|Date:||1 July 2014|
|Authors:||Chris Fonnesbeck, Anand Patil, David Huard, John Salvatier|
|Copyright:||This document has been placed in the public domain.|
|License:||PyMC is released under the Academic Free license.|
PyMC is known to run on Mac OS X, Linux and Windows, but in theory should be able to work on just about any platform for which Python, a Fortran compiler and the NumPy module are available. However, installing some extra depencies can greatly improve PyMC’s performance and versatility. The following describes the required and optional dependencies and takes you through the installation process.
PyMC requires some prerequisite packages to be present on the system. Fortunately, there are currently only a few hard dependencies, and all are freely available online.
- Python version 2.6 or later.
- NumPy (1.6 or newer): The fundamental scientific programming package, it provides a multidimensional array type and many useful functions for numerical analysis.
- Matplotlib (1.0 or newer): 2D plotting library which produces publication quality figures in a variety of image formats and interactive environments
- SciPy (optional): Library of algorithms for mathematics, science and engineering.
- pyTables (optional): Package for managing hierarchical datasets and designed to efficiently and easily cope with extremely large amounts of data. Requires the HDF5 library.
- pydot (optional): Python interface to Graphviz’s Dot language, it allows PyMC to create both directed and non-directed graphical representations of models. Requires the Graphviz library.
- IPython (optional): An enhanced interactive Python shell and an architecture for interactive parallel computing.
- nose (optional): A test discovery-based unittest extension (required to run the test suite).
There are prebuilt distributions that include all required dependencies. For Mac OS X and Windows users, we recommend the Anaconda Python distribution. Anaconda comes bundled with most of these prerequisites. Note that depending on the currency of these distributions, some packages may need to be updated manually.
If, instead of installing the prebuilt binaries, you prefer (or have) to build
pymc yourself, make sure you have a Fortran and a C compiler. There are
free compilers (gfortran, gcc) available on all platforms. Other compilers have
not been tested with PyMC but may work nonetheless.
2.2. Installation using EasyInstall¶
The easiest way to install PyMC is to type in a terminal:
Provided EasyInstall (part of the setuptools module) is installed and in your path, this should fetch and install the package from the Python Package Index. Make sure you have the appropriate administrative privileges to install software on your computer.

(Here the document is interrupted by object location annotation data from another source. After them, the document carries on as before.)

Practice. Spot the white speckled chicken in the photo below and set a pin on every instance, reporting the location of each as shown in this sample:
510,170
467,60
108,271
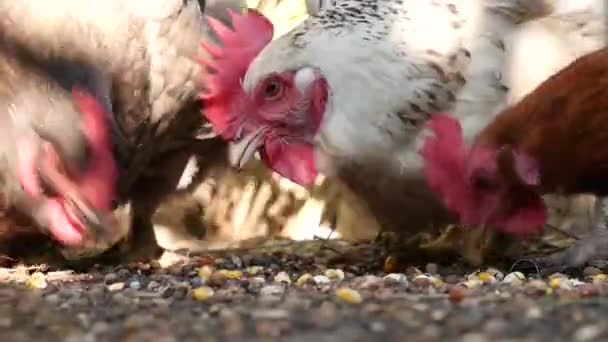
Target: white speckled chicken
347,92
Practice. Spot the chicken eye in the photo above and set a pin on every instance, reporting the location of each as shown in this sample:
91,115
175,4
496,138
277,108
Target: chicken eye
273,89
483,184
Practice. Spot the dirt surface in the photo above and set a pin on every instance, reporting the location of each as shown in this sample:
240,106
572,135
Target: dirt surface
282,296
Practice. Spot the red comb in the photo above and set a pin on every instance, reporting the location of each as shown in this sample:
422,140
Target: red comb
98,181
444,155
229,64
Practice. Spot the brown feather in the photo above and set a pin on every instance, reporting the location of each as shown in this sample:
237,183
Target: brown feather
563,124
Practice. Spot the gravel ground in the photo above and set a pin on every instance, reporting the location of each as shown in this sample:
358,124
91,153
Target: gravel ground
279,296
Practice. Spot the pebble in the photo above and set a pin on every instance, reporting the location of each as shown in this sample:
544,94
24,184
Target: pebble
473,283
587,333
395,279
497,274
368,282
590,271
282,277
377,327
431,268
321,280
334,274
110,278
349,295
422,280
202,293
536,287
195,282
257,281
216,280
272,290
116,287
514,279
457,294
326,316
254,270
136,285
588,290
486,277
230,274
205,271
303,279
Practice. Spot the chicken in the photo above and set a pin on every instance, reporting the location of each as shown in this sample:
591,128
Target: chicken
56,163
549,142
146,48
348,91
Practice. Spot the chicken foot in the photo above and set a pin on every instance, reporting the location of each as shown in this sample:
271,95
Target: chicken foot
590,248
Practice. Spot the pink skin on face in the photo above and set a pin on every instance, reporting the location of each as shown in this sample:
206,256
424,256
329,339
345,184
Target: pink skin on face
96,183
468,181
288,117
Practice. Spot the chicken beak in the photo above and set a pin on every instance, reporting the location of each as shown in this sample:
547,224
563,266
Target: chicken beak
78,204
242,151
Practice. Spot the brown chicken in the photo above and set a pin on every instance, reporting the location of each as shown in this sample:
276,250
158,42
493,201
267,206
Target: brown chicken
552,141
56,163
146,47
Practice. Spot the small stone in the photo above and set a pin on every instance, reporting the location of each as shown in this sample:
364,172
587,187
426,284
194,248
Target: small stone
53,298
257,281
514,279
390,264
534,312
303,279
254,270
136,285
395,279
349,295
216,280
196,282
473,283
436,282
486,277
321,280
377,327
431,268
588,290
599,278
205,271
6,322
591,271
272,290
334,274
236,261
536,287
412,272
588,333
496,327
271,314
232,322
230,274
457,294
497,274
326,316
368,282
202,293
110,278
116,287
282,277
422,280
36,281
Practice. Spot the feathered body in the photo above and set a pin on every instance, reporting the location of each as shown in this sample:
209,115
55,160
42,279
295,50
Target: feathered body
356,83
56,159
552,141
146,50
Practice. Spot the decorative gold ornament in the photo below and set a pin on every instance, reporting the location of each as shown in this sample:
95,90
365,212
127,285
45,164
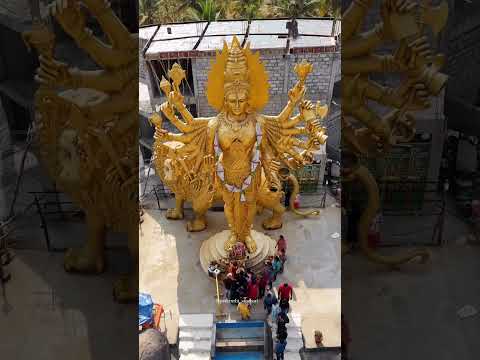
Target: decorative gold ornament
86,125
239,156
364,131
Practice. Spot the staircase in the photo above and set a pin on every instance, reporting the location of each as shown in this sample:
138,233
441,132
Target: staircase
240,340
195,336
294,339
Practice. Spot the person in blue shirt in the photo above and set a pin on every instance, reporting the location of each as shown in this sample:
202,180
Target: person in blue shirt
280,349
268,302
276,267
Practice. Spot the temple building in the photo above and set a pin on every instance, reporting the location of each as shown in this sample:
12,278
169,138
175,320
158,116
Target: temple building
281,45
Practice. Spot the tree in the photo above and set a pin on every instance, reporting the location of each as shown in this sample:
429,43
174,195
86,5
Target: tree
148,11
303,8
206,10
247,9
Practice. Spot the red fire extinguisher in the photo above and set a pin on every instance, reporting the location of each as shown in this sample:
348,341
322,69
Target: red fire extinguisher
296,202
374,232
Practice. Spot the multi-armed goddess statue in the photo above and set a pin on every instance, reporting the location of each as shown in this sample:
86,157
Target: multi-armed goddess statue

2.3. Installing from pre-built binaries¶
Pre-built binaries are available for Windows XP and Mac OS X. These can be installed as follows:
For other platforms, you will need to build the package yourself from source. Fortunately, this should be relatively straightforward.
2.4. Compiling the source code¶
First download the source code from GitHub and unpack it. Then move into the unpacked directory and follow the platform specific instructions.
One way to compile PyMC on Windows is to install MinGW and MSYS. MinGW is the GNU Compiler Collection (GCC) augmented with Windows specific headers and libraries. MSYS is a POSIX-like console (bash) with UNIX command line tools. Download the Automated MinGW Installer and double-click on it to launch the installation process. You will be asked to select which components are to be installed: make sure the g77 compiler is selected and proceed with the instructions. Then download and install MSYS-1.0.exe, launch it and again follow the on-screen instructions.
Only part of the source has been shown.